Your shop has good quality; you have a quality management system. Your shop has good reliability; you have management systems for assuring worker safety, scheduling equipment availability and careful stewardship of financial resources.

Your shop has competitive prices; you have implemented best manufacturing practices, including lean operations and reduced machine setup times.
Plus, your people are ruthlessly attacking waste.

So, of course you have profits. Ahhh, you do not have a system for assuring profits?

In today’s world of increasing prices for supplies and raw materials, one of the best opportunities to find hidden profits is to assure that our companies are recovering the full, expected payback from our investments in technology. You have systems to monitor raw material costs, inventory turns and machine setup and cycle times. Do you have a system to assure that you are getting a full payback of your investments in technology?

Perhaps your firm has invested in a new EDM capability. Because you can now make your special form tooling in-house, you are able to shorten leadtimes to your customers. Do you have a system that shows how you have shortened leadtimes on your current quotes?
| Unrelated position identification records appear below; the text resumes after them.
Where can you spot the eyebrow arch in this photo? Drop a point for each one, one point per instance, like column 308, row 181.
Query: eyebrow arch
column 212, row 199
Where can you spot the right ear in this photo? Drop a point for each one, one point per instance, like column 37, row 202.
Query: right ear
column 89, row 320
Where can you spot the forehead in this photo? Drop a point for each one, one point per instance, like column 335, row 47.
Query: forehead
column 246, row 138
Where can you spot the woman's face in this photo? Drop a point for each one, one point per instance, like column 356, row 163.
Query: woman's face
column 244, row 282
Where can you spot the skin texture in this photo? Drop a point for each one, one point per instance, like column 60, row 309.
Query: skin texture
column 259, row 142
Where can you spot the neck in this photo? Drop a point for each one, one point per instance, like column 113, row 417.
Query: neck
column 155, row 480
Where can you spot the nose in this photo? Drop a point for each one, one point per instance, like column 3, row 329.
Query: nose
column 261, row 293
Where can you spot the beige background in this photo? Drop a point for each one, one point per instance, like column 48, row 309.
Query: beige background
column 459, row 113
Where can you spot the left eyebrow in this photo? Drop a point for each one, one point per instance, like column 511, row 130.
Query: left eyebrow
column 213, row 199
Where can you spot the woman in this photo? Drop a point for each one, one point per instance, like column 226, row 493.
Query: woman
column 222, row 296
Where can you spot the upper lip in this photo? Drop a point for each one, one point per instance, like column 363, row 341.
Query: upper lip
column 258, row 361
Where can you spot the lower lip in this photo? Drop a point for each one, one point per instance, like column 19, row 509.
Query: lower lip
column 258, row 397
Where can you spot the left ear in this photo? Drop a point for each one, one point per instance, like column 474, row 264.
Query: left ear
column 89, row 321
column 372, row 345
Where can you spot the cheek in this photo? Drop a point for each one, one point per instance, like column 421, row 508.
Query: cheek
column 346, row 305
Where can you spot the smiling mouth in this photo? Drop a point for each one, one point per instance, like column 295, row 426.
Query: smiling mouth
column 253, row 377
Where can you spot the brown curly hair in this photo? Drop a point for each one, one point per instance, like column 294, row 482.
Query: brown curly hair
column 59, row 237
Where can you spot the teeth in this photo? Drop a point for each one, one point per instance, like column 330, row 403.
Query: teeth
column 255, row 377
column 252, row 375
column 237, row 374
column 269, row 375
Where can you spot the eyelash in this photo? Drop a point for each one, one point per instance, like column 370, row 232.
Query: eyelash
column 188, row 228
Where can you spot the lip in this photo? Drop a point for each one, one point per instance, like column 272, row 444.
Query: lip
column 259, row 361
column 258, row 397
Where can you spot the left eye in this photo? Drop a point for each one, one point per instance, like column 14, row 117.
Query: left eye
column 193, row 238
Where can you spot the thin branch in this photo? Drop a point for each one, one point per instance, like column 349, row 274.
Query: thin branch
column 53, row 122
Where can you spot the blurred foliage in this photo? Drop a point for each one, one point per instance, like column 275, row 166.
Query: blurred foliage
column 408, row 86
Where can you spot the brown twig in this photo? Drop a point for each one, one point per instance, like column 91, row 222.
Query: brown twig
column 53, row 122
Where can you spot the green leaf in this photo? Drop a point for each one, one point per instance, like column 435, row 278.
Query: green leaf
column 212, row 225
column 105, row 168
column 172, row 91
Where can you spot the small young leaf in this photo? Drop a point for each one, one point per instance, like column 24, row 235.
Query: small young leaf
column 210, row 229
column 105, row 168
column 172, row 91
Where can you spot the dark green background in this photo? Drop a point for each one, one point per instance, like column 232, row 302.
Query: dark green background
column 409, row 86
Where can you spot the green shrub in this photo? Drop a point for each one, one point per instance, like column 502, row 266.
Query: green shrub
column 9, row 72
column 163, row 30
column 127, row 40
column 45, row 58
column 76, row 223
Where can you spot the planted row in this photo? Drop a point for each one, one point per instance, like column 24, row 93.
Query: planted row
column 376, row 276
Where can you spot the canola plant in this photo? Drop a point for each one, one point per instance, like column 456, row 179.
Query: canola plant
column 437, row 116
Are you currently quoting significantly shorter leadtimes than you had been quoting before the investment? If not, there is no payback, just a higher cost of doing business. Can you show that since you have added the EDM capability, you have a higher rate of successful quotes attributed to the shortened leadtimes? This is profitability engineering at its most basic.

Do you have a system that audits your internal systems (work instructions, process control plans, routers, and so on) to assure that the newest technology and optimized methods are in place? This is profitability engineering.

Some shops have an accounting means to audit times or costs on a job, cost center or departmental basis. But these are seldom as enlightening as the profitability engineer comparing current performance to prior achievements or the standards used to quote or estimate the job. The study should also include comparison to your shop’s current quoted standards. Your shop does have performance standards, doesn’t it?

Comparison to equipment nameplate capability and purchase order covenants of performance for the equipment involved should also be done. The gap between your technology’s capability and its current level of operational attainment is where your hidden profits will be found. Is there a profitability engineer in your house?